Since the end of January, Hofstra’s Department of Public Safety has received 15 separate reports of larceny, theft of personal property or attempted larceny from vehicles. They say the surge of these crimes has been identifiably caused by one male suspect on a bicycle.
“The last [claim] we had reported was the 15th of February. We think in 12 of the 15 cases the vehicles were left unlocked. We know for sure that nine [cars] were unlocked,” said Karen O’Callaghan, the director of Public Safety.
Of the 15 reported incidents, only one showed signs of forced entry. Richie Dupkin, a senior drama major, was alerted on Jan. 28 that his car window had been broken.
“My car was broken into and the right driver’s window was completely shattered and hacked out. Public Safety found my car broken into and called my parents – because of the registration – to tell them and they told me,” Dupkin said.
Dupkin’s car was locked and he claims nothing was stolen. Since this incident, other students have reported that their cars were opened and rummaged through and items from $200 cash to phone chargers were stolen.
“For the most part it is a crime of opportunity. Whatever they can grab that might be of value was grabbed, a lot of phone or computer chargers, a GPS and loose change or currency is the majority of it,” O’Callaghan said.
At the time of the incident, Dupkin’s car was parked in the lot in front of the Netherlands, adjacent to Oak Street, the same location a majority of the other larcenies or attempted larcenies were reported.
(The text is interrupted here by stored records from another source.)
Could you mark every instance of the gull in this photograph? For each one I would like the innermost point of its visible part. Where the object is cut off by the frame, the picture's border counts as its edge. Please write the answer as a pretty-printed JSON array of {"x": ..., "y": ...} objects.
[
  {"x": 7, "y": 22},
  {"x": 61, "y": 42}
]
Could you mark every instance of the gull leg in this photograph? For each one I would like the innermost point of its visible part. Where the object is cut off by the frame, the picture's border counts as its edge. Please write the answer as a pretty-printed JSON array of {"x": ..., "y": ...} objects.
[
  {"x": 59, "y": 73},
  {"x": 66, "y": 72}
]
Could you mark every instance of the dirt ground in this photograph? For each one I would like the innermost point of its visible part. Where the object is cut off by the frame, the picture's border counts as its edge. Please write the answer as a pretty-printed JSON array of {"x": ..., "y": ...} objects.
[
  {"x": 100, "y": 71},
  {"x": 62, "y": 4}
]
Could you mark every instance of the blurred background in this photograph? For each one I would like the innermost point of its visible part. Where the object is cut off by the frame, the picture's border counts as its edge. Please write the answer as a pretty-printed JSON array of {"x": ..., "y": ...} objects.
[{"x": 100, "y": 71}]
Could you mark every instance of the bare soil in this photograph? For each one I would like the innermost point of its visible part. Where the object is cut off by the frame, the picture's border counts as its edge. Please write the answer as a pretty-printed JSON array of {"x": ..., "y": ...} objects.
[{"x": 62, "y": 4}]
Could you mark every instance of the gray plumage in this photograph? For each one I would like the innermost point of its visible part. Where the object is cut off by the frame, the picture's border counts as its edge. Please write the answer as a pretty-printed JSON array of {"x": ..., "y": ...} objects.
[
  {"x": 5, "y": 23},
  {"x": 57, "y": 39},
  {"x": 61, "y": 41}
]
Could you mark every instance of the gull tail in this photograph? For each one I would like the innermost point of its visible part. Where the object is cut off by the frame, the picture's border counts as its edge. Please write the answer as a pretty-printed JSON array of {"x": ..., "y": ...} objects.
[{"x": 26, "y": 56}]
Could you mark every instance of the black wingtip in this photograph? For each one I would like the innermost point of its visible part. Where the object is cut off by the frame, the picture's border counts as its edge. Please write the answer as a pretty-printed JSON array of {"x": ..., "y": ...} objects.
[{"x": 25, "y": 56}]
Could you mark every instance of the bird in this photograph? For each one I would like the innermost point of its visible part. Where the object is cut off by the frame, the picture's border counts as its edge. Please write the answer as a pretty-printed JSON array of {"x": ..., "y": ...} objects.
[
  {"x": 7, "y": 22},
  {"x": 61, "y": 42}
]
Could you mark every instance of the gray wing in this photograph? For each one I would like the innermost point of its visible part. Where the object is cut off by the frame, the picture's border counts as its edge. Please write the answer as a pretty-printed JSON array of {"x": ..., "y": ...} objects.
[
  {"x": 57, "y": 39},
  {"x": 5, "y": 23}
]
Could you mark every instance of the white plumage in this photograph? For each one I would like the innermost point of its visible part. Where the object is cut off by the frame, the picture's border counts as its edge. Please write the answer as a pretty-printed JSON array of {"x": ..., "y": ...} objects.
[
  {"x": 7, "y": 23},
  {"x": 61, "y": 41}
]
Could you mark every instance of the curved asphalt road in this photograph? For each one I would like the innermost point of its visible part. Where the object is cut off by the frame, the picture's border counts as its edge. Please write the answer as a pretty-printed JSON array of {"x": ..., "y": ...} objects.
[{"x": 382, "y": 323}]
“A little more than half of them occurred in the Netherlands lots. But through our investigation, looking at video we have in the area, we did come up with a subject,” O’Callaghan said. “We have a basic description and he was on a bicycle, going through the lots very quickly. You see at one point when a car pulls into the lot he hides between two cars. So he definitely was just trying all the doors and when he found one that was unlocked he went in and grabbed the stuff.”
Public Safety also believes that the subject is a non-student and since being identified as the cause of the crimes, the man was observed on the south side of campus and fled on his bicycle into the backstreets after Public Safety called out to him.
After Dupkin’s car window was broken, he said he was told by Public Safety that there were no cameras pointing at the parking spot he was in, and that the only cameras are near the back turnstiles of the Netherlands.
“Public Safety handled it by making a report and then nothing else further. I didn’t ask for police assistance because there were no cameras,” Dupkin said.
O’Callaghan recognized that the Netherlands lot was difficult to secure and said that after the initial incidents, Public Safety increased patrols in that area.
“We patrol it all the time. We put extra Public Safety officers out, some not in uniform or in unmarked cars to sit in lots. The one thing we can’t do in Netherlands lot is lock it down because of the way it is set up. So we do extra patrols through there, but as I said, it was easier to get in and out so that is why a lot [of the larcenies] happened there and a lot happened on south campus because those lots are open.”
On the cameras overlooking the lot, O’Callaghan said, “We have the newest cameras in there, the problem is the lighting in the parking lot makes it almost blurry. We increase the lighting in there but then the cameras aren’t as effective, but there is some discussion of adding another camera.”
According to Public Safety, there are about 30 cameras across campus, mainly by entrances to “residence halls and certain buildings.”
With the recent crime spike, students have mixed feelings regarding the safety of campus.
Mark Motler a senior accounting major said he feels safe on campus and among students. “Our campus is secure in the evening, gates are locked and I don’t think that many students would actively try to steal from others, especially from cars. [The recent crimes] haven’t really affected me because I don’t have a car. During the day we are an open campus, I would be surprised if [the suspect] was a student because I think we generally respect each other.”
Junior speech-language-hearing sciences major Megan McGee said that, “for the most part,” she feels her vehicle is safe on campus but is still cautious due to the recent larcenies.
“There was a period of time when I didn’t [lock my car] and I was just too trusting apparently. I’m going to be really paranoid and make sure it is locked all the time now. [The incidents] definitely make me nervous about parking,” McGee said.
As a victim of the recent larcenies, Dupkin said via text that he hopes Hofstra will step up security in parking lots.
“I do not feel my vehicle is at all safe. Parking lots on campus are not secure. I only park in the back of the Netherlands now, which still isn’t safe. There is no reason why cameras cannot be installed. At this point, wherever cars are, cameras should also be. This university has enough money and should take such precautions being in such an area.”